With 56 rounds ready-to-fire in four revolving, round magazines, the gun can have four different types of ammunition available for immediate use at all times, and it offers an unmatched (in its calibre class) rate of fire of 35 rounds per minute. The OM 127/64 can also fire Vulcano ammunition, which offers a 70 to 120 km reach to the ship, a formidable extension in gunfire capability.

The Mk.45 Mod 4 is also a very good gun, adopted by many Navies including the RAN, and used on all US Navy warships, but is said to be not as advanced and, perhaps the true crucial difference, it is currently without a guided long range ammunition, although the Multi-Service Standard Guided Projectile (MS-SGP) went through a successful first test firing from a Mk 45 Mod 4 naval gun at White Sands Missile Range, last year.

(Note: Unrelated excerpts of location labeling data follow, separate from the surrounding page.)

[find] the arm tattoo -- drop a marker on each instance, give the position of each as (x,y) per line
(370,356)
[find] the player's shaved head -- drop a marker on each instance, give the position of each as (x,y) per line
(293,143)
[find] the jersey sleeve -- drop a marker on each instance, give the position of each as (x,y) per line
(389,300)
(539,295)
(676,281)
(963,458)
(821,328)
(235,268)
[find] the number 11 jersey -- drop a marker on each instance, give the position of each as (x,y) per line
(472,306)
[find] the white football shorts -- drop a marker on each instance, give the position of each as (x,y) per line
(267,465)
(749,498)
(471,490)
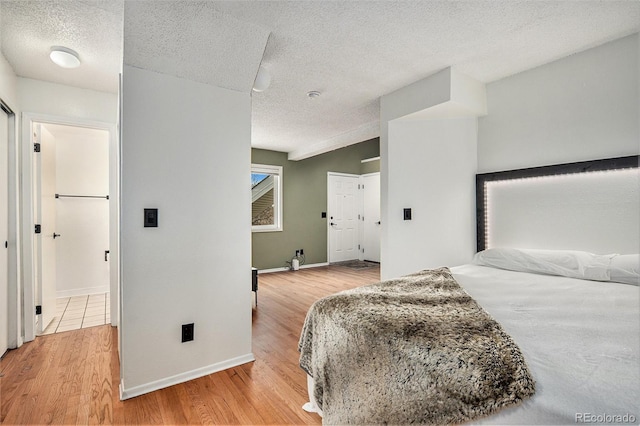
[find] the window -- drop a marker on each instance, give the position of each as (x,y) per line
(266,198)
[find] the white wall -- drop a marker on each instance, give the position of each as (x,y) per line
(186,150)
(582,107)
(428,136)
(8,84)
(42,97)
(9,94)
(432,167)
(82,168)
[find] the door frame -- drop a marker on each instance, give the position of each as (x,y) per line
(27,234)
(362,229)
(14,316)
(359,201)
(358,204)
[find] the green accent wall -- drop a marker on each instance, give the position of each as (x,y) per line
(304,199)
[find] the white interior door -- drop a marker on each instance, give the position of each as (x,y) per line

According to projectile developer BAE Systems, the MS-SGP guided flight test, culminated more than 110 MS-SGP subsystem tests, demonstrated the tactical capability to a range of 38 km. The MS-SGP’s maximum range is nearly 100 km, with accuracy of less than five meters.

Counter measures
The Future Frigate is likely to be equipped with the ES-3701 tactical radar electronic support measures (ESM) and surveillance system, or its advanced equivalent as well as a range of decoys. These would include towed ASW decoy systems (such as the SLQ-25A towed torpedo decoy), the Nulka active missile decoy and Terma's C-Guard Soft-Kill Weapon System and Mk.137 decoy launchers.

The last is a decoy system for naval platforms made to defeat stream attack with multiple missiles and torpedoes from multiple directions. The system effectively counters advanced threats like small range gate Radio Frequency (RF) missiles, imaging Infrared (IR) seekers missiles, and advanced next generation torpedoes. These threats require fast response and utilisation of advanced tactics supporting the latest in decoy technologies available.

End note
This article has focussed on the platform and weapon systems that hopefully lends colour and shape to what is essentially a blank canvas – the Anzac ship replacement project under SEA 5000. While accuracy is less than certain in speculative musings of this sort, that should not rule out their entertainment value!